Street vendors, while discriminated against for deviating from society, originally had a public character. They were once indispensable at festivals held in the precincts of temples and shrines. Welcoming the common people into these extraordinary places with vigor, street vendors sometimes talked customers into buying inferior goods but also voluntarily contributed a part of their earnings towards civil engineering, with local residents sharing labor and funds in order to repair temples and shrines. Contrary to the modern image of street venders, they had largely helped to maintain local communities.
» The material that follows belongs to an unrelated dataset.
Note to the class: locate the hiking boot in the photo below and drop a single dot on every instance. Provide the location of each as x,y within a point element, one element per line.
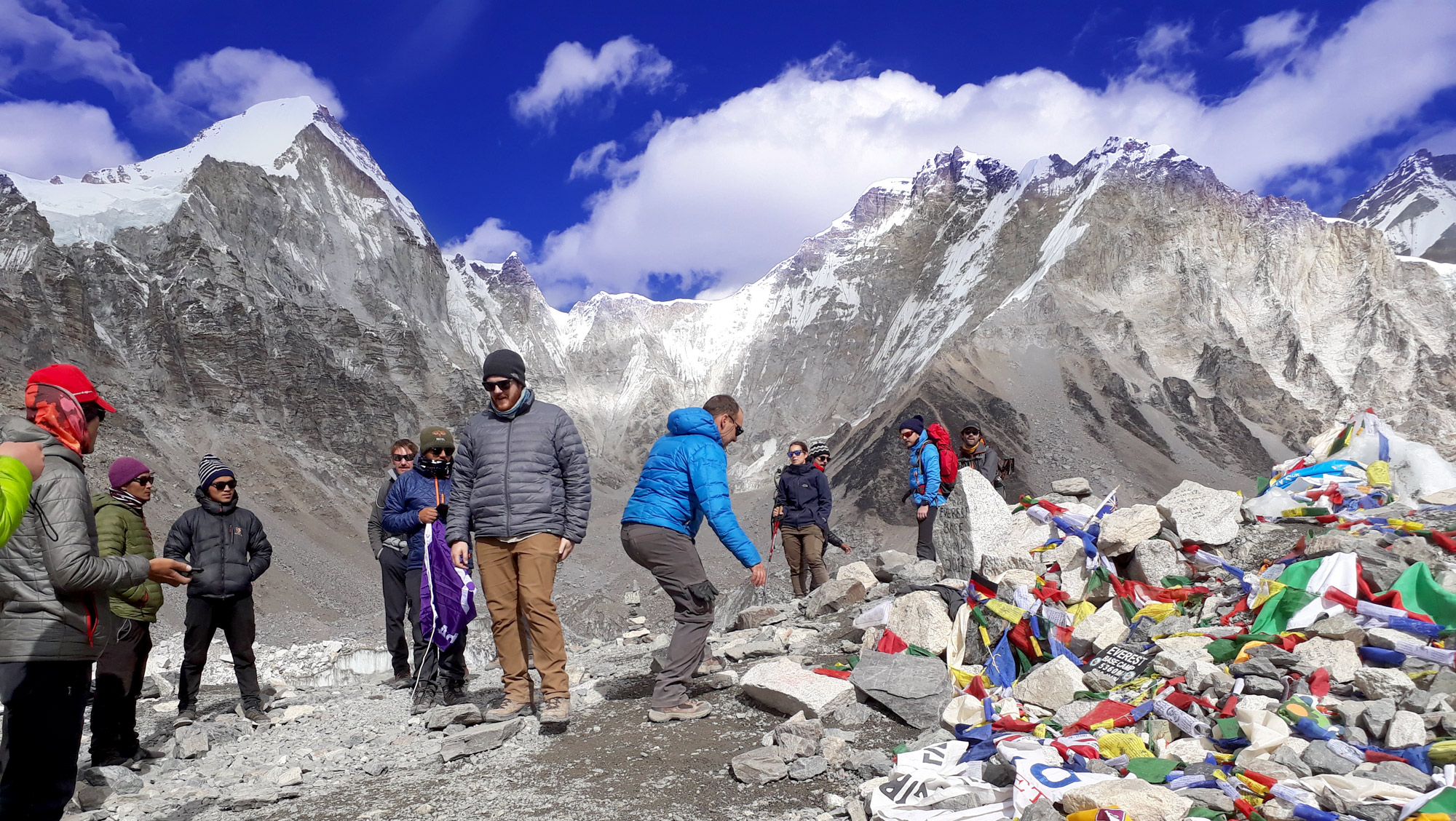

In addition, during the Edo period, hardware such as pots and pans was rather expensive, so it was common for these to be repaired for use when damaged. Repairs were usually done by specialized street vendors called ikakeya. Ikakeya would bear a yoke to transport a set of tools and, when requested, would prepare a fire out the front of households and refill holes and weld any breaks in such hardware. Ikakeya can be understood as pioneers in a recycling-oriented society, and by the time Azuma chose abandoned metal as his medium, he would have already developed a public consciousness.

 

Minerals in Ecosystems

Such consciousness manifests as conviction through Azuma’s other work, namely social welfare. Engaged in assisting those with disabilities in artistic activities, he has become more naturally accepting of “others,” acting from the perspective of those with disabilities. Receiving signals from others and shaping them into one form is essentially the same process as when confronting matter in production. Hence, for Azuma, “others” are never limited to those who make up society, and instead cover a wide range of organisms that have the umwelt (self-centered world) and even inorganic substances that have no life. When it comes to ecosystems, indeed, we tend to imagine living things, but these also include inorganic environmental players. The tekkari arises when Azuma moves seamlessly between the perspectives of different beings and triggers interactions between multiple objects – whether living or inanimate – in the same location. What is reflected in this is an ecosystem in which everything exists in a complementary manner, and it is nothing more than a symbiosis that exists beyond the public.

 

Through Azuma’s hands, “dross,” which has been avoided as a negative legacy of industrial society, can be positively transformed into tekkari where humans (city) seek to establish a new relationship with things (nature). For example, take a look at tekkari in which flowers are arranged. The branches and leaves raising themselves from a rugged and unrefined iron mass seem delicate enough to be crushed at any moment, but they are surprisingly full of vitality. In today’s post-industrial world, rusted metal that is so distorted that it does not retain its original shape urges human reflection, while it makes the flowers seem as elastically strong as weeds sprouting from asphalt. It is not, however, Azuma who arranges the flowers. He is only modestly offering devices that allow the user to more actively sense the “world of things.”

 

In short, Azuma’s practice is not about building with will and power from the outside, but about arousing the spontaneously occurring form of matter from its inside. This is why Azuma calls crafts “the art of ingenuity” and why he prefers the word “become” to “make.” Like setting up a stone in a garden, listening to the voices of objects left scattered on the ground and extracting and amplifying their auras may be the essence of Azuma’s practice. His “object,” despite being inorganic, or rather because it is, allows us to strongly intuit a world of coexistence beyond the human realm of knowledge and subjectivity.